Poésie

Rousseau juge de Molière, Lettre d'Alembert


La critique rousseauiste des spectacles n'épargne pas davantage la comédie que la tragédie. Dans un passage resté célèbre, Rousseau s'en prend à ce qu'il définit pourtant comme la plus belle pièce du "plus parfait auteur comique": Le Misanthrope de Molière. L'argument ici est a fortiori, car comment croire que ce qui est à l'oeuvre chez le grand Molière ne l'est pas, plus bassement encore, chez les autres auteurs? A travers le personnage d'Alceste, Rousseau tient donc la preuve que le rire de la comédie n'est pas moral mais social: il ne nous rend pas meilleurs mais seulement plus conformes à ce que la société veut que nous soyons. 

 

"Je trouve que cette comédie [Le Misanthrope] nous découvre mieux qu'aucune autre la véritable vue dans laquelle Molière a composé son théâtre ; et nous peut mieux faire juger de ses vrais effets. Ayant à plaire au public, il a consulté le goût le plus général de ceux qui le composent: sur ce goût il s'est formé un modèle, et sur ce modèle un tableau des défauts contraires, dans lequel il a pris ses caractères comiques, et dont il a distribué les divers traits dans ses pièces. Il n'a donc point prétendu former un honnête homme, mais un homme du monde ; par conséquent, il n'a point voulu corriger les vices ; mais les ridicules ; et comme j'ai déjà dit, il a trouvé dans le vice même un instrument très propre à y réussir. Ainsi voulant exposer à la risée publique tous les défauts opposés aux qualités de l'homme aimable, de l'homme de société, après avoir joué tant d'autres ridicules, il lui restait à jouer celui que le monde pardonne le moins, le ridicule de la vertu: c'est ce qu'il a fait dans Le Misanthrope." 

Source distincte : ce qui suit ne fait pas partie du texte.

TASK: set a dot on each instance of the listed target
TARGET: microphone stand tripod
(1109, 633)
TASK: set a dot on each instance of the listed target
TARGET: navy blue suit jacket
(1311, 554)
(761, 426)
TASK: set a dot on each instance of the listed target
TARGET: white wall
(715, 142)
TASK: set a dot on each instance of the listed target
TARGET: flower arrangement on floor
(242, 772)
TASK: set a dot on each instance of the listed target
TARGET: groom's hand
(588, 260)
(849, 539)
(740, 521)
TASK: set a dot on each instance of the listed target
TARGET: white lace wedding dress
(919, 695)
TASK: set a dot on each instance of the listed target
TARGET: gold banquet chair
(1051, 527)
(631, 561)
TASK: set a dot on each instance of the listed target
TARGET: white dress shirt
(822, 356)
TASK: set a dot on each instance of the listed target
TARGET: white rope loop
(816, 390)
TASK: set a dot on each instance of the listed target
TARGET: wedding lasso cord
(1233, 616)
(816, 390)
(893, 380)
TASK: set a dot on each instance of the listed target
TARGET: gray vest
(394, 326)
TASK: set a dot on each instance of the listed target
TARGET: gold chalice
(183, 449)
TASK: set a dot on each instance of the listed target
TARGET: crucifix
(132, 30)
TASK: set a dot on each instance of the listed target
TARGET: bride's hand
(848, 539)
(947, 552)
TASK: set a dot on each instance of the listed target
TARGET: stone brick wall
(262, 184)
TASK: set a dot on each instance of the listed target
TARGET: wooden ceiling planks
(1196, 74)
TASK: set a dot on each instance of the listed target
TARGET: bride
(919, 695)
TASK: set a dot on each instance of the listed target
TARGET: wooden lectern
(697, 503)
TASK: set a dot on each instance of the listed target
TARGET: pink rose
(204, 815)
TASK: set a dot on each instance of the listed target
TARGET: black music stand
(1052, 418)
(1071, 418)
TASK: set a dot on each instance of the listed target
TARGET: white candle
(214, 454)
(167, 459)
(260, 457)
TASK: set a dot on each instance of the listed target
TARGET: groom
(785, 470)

Rousseau, Lettre à d'Alembert, Editions Flammarion, Paris, 2003, pp.85-8

On a les spectacles que l'on mérite, Lettre à d'Alembert

Dans cet extrait, Rousseau décrit le cercle logique dans lequel est pris le théâtre dès lors qu'il prétend instruire moralement son public. La Lettre à d'Alembert énonce ce que l'on pourrait appeler le "principe d'agrément" (pour exister, un spectacle doit plaire) qui condamne l'art à flatter les penchants de son public quand il voudrait les corriger. Chaque peuple veut des pièces qui lui ressemblent et toute société n'a donc que les spectacles qu'elle mérite. 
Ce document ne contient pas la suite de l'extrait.